With Love2d this problem almost doesn't exists and the sprite scroll way more fluidly.

I'd like to make a test with UE4 but I don't really know how to use it.

Anybody have this problem? Is there a solution?

Thanks!

(+1)

My first thought is that the movement is not pixel-perfect.

Let's say your games resolution is 640x360, but it is scaled up to 1920x1080. When the sprite moves, the pixels on the sprite move at a subpixel level (essentially occupying space between two pixels), causing a visual effect that appears to be jitter. Now, this is just speculation, and may be totally wrong. But if this is the case, a way to fix it in unity would to draw your scene to a render texture.

Have you tried on different hardware?

The issue may be related to the "advanced rendering feature" used by popular 3d engine (like Unity) which are not properly rendered by your own PC (especially if you have and integrated GPU or you're on a laptop). Try exporting into binary format for another PC to see if this issue is replicated.

(1 edit)

Pretty funny music, haha.


But yeah, I think I'd agree with Travis; it might be that the movement's not being moved "cleanly" across whole pixels; when the renderer draws the object, it does the best it can with the sprite not "on grid", and might draw it "rounded off" to a position, which is different on the next frame. Another way to fix this might be to move it as you like, but snap the drawn position of the sprite to solid intervals of whole pixel steps.

Yup, I think that's what SolarLune said. I've been having this problem A LOT in the past with GM:S.

The problem is that graphics cards these days are all designed for 3D Unreal engine-type games (which makes sense, given it's the more difficult problem computationally). In order to do 2D stuff correctly though you have to work backwards. In Beat Bros (Unity game) every quad is first snapped to the nearest pixel, then drawn to a low-res render texture, before it's all blown up to screen size with the point filter. Note that unless the monitor's resolution is a direct multiple of your game's, you will get slight inconsistencies between the pixel sizes. But this is hardly a problem visually on 1080p monitors, unless you are doing a very high-res pixel art game.

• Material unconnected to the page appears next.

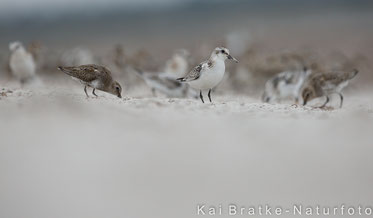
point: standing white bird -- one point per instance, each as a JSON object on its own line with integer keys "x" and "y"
{"x": 178, "y": 65}
{"x": 285, "y": 85}
{"x": 21, "y": 63}
{"x": 208, "y": 74}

As for GM:S, I find the best way to handle upscaling is to have the viewport be the same size as the view in-game, and then change the size of the window to an integer multiple of that (with code on run-time in the first room's creation code)... this keeps the application surface pixel-perfect, but stretches it to cover the larger window. If you have graphics interpolation turned off, it's drawn without interpolation, and as a result you get crisp crunchy pixels <3

(Also, if you remember the "lines between tiles" issue, this way to upscale graphics also resolves that)

(+1)

Use the Unreal Engine, double click on texture and change from normal to nearest. It looks clean and clear.

In Unity, set your sprites filter mode to "point" and compression to "none".